For ANOVA methods for estimating variance components, a solution is found for the system of equations relating the estimated population variances and covariances among the random factors to the estimated population covariances between the random factors and the dependent variable. The solution then defines the variance components. The spreadsheet below shows the Type Sums of squares estimates of the variance components for the Wheat.sta data.

Components of Variance (wheat.sta)
  Mean Squares Type: 1
Source DAMAGE
{1}VARIETY 0.067186
{2}PLOT 0.056435
Error 0.000000

MIVQUE(0) variance components are estimated by inverting the partition of the SSQ matrix that does not include the dependent variable (or finding the generalized inverse, for singular matrices), and postmultiplying the inverse by the dependent variable column vector. This amounts to solving the system of equations that relates the dependent variable to the random independent variables, taking into account the covariation among the independent variables. The MIVQUE(0) estimates for the Wheat.sta data are listed in the spreadsheet shown below.

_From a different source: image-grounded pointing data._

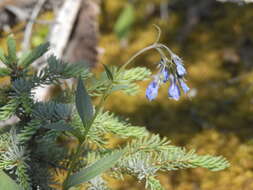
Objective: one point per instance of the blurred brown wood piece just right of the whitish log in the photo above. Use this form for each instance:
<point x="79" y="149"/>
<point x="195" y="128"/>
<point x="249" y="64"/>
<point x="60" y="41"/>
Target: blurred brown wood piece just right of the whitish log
<point x="84" y="39"/>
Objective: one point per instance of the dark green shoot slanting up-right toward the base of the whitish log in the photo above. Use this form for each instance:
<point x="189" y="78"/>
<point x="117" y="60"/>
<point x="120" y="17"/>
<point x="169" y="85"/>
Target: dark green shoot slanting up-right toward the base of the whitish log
<point x="34" y="54"/>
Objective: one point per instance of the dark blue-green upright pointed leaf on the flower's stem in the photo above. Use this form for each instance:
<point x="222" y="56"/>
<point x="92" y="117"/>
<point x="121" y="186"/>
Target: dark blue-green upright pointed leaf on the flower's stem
<point x="83" y="103"/>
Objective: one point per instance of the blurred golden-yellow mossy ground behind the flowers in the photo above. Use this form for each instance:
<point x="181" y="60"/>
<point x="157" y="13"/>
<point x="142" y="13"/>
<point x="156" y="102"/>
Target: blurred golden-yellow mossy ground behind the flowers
<point x="218" y="120"/>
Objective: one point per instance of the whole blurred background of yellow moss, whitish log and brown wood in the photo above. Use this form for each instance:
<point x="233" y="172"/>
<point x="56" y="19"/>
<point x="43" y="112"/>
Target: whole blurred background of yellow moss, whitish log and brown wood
<point x="215" y="40"/>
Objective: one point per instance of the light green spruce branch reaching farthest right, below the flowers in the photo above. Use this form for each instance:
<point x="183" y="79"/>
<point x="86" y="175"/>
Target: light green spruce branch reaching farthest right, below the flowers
<point x="146" y="156"/>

MIVQUE(0) Variance Component Estimation (wheat.sta)
  Variance Components
Source DAMAGE
{1}VARIETY 0.056376
{2}PLOT 0.065028
Error 0.000000

REML and ML variance components are estimated by iteratively optimizing the parameter estimates for the effects in the model. REML differs from ML in that the likelihood of the data is maximized only for the random effects, thus REML is a restricted solution. In both REML and ML estimation, an iterative solution is found for the weights for the random effects in the model that maximize the likelihood of the data. The program uses MIVQUE(0) estimates as the start values for both REML and ML estimation, so the relation between these three techniques is close indeed.

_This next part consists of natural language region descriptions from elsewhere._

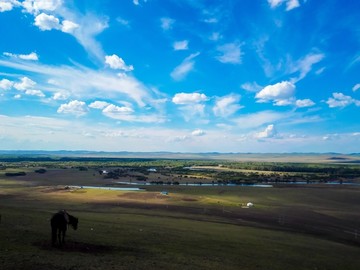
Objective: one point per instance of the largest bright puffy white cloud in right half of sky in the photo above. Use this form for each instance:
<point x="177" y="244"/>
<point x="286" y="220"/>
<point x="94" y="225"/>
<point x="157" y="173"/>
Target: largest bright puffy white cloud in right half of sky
<point x="279" y="93"/>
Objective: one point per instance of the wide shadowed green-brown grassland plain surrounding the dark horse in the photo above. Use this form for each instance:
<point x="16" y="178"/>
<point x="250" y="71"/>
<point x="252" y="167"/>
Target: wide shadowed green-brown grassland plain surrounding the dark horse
<point x="290" y="226"/>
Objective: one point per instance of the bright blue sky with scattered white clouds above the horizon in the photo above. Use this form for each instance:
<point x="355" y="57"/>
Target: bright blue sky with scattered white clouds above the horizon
<point x="256" y="76"/>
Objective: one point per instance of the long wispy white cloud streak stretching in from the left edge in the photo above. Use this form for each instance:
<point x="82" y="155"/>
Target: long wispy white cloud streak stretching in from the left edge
<point x="82" y="82"/>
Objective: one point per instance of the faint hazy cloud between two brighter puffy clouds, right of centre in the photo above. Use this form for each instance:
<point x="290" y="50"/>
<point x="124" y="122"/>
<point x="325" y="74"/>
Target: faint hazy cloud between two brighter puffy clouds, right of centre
<point x="227" y="105"/>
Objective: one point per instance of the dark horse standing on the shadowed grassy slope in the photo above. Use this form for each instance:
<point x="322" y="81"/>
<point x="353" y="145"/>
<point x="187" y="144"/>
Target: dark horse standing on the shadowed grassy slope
<point x="59" y="224"/>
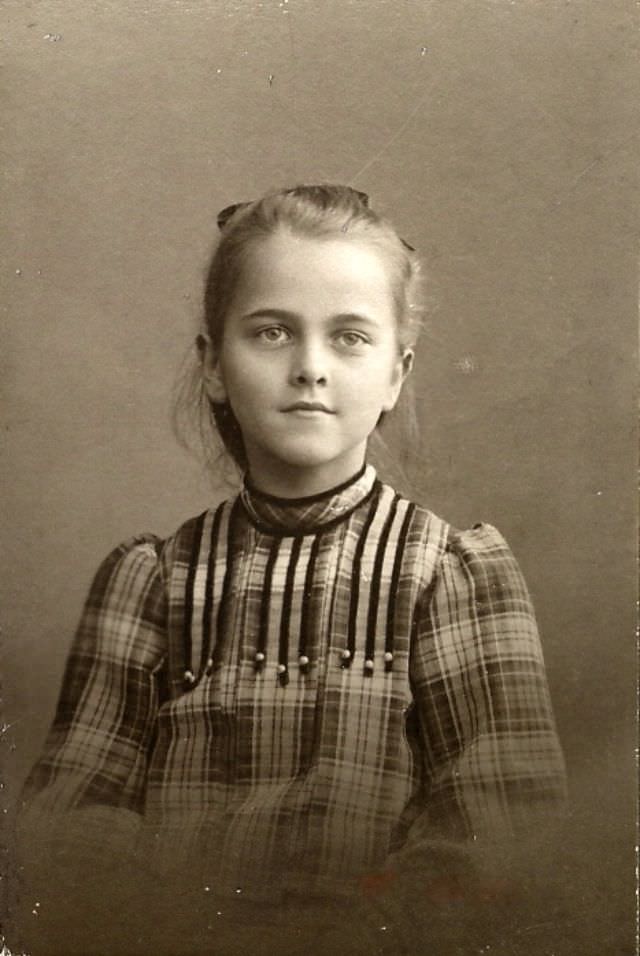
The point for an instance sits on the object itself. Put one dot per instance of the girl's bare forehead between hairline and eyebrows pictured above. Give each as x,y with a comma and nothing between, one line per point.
327,271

The statistical theory underlying maximum likelihood variance component estimation techniques is an advanced topic (Searle, Casella, & McCulloch, 1992, is recommended as an authoritative and comprehensive source). Implementation of maximum likelihood estimation algorithms, furthermore, is difficult (see, for example, Hemmerle & Hartley, 1973, and Jennrich & Sampson, 1976, for descriptions of these algorithms), and faulty implementation can lead to variance component estimates that lie outside the parameter space, converge prematurely to nonoptimal solutions, or give nonsensical results. Milliken and Johnson (1992) noted all of these problems with the commercial software packages they used to estimate variance components. In the Variance Components and Mixed Model ANOVA/ANCOVA module, care has been taken to avoid these problems as much as possible. Note, for example, that for the analysis reported in Example 2: Variance Component Estimation for a Four-Way Mixed Factorial Design, most statistical packages do not give reasonable results.

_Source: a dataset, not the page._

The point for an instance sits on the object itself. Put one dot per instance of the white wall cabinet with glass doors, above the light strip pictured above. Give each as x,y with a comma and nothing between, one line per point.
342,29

The basic idea behind both REML and ML estimation is to find the set of weights for the random effects in the model that minimize the negative of the natural logarithm times the likelihood of the data (the likelihood of the data can vary from zero to one, so minimizing the negative of the natural logarithm times the likelihood of the data amounts to maximizing the probability, or the likelihood, of the data). The logarithm of the REML likelihood and the REML variance component estimates for the Wheat.sta data are listed in the last row of the Iteration history spreadsheet shown below.

Iteration History (wheat.sta)
  Variable: DAMAGE
Iter. Log LL Error VARIETY
1 -2.30618 .057430 .068746
2 -2.25253 .057795 .073744
3 -2.25130 .056977 .072244
4 -2.25088 .057005 .073138
5 -2.25081 .057006 .073160
6 -2.25081 .057003 .073155
7 -2.25081 .057003 .073155

The logarithm of the ML likelihood and the ML estimates for the variance components for the Wheat.sta data are listed in the last row of the Iteration history spreadsheet shown below.

Iteration History (wheat.sta)
  Variable: DAMAGE
Iter. Log LL Error VARIETY
1 -2.53585 .057454 .048799
2 -2.48382 .057427 .048541
3 -2.48381 .057492 .048639
4 -2.48381 .057491 .048552
5 -2.48381 .057492 .048552
6 -2.48381 .057492 .048552

As can be seen, the estimates of the variance components for the different methods are quite similar. In general, components of variance using different estimation methods tend to agree fairly well (see, for example, Swallow & Monahan, 1984).